Pode ser presunção da minha parte afirmar que J.K. Rowling tinha em mente todo esse jogo de ideias ao anunciar o fato de que Dumbledore era gay. Contudo, acho muito provável que essa tenha sido sua pretensão. Sua obra demonstra o quanto ela é atenta ao que acontece no mundo, atenta ao ódio e ao preconceito que cercam a nossa sociedade. A sexualidade de Dumbledore formou um grande debate em 2007, quando Jo a anunciou ao mundo. O que me surpreendeu na discussão, já à época, foram dois fatores:

Em primeiro lugar, a negação. Muitos fãs negaram o fato, como se J.K. Rowling estivesse enganada, como se não tivesse dito o que disse. Mas ela o fez. Toda a grandeza de Dumbledore cabe na mente genial da autora. Ora, se ele nada mais é do que um produto da imaginação de tia Jo, a única que pode lhe determinar destinos é ela, e mais ninguém. Segundo, a homossexualidade não foi a única característica de Dumbledore exposta após o lançamento de Relíquias da Morte. Eu não vi, contudo, discussões acerca da inclinação do diretor a práticas pouco ortodoxas, quando planejava ações anti-trouxas unido a Grindewald. Isso foi, ao que parece, encarado como normal. A homossexualidade, contudo, foi alvo de longas discussões acaloradas. O conservadorismo estendeu-se à ficção e atingiu em cheio o maior bruxo do mundo; seu pecado, entretanto, não fora passível de escolha.

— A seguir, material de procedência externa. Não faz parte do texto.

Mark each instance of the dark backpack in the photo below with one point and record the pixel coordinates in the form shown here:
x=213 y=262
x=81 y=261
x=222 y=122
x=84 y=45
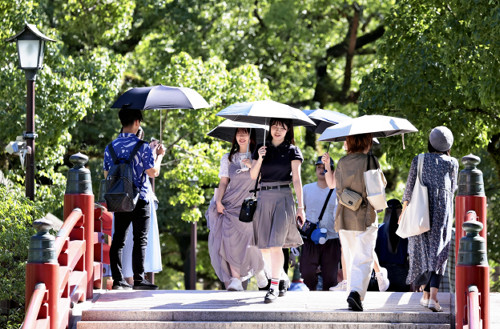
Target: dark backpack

Recordando o primeiro parágrafo desta coluna, Alvo Dumbledore é o velhinho de barbas brancas de uma das maiores histórias de magia já vistas. E é tudo aquilo que cabe ao estereótipo: sábio, poderoso, justo, inteligentíssimo. Contudo, é também um ser humano, como J.K. Rowling fez questão de nos mostrar, dentro e fora da série. A humanização, no final das contas, foi bem-vinda: tornou Alvo Dumbledore um personagem ainda mais mágico, e evidenciou-o como um elemento que torna Harry Potter uma série ainda mais fascinante.

Luiz Guilherme Boneto – que sou eu! – ainda prefere a Hermione, mas Dumbledore vem logo em segundo lugar.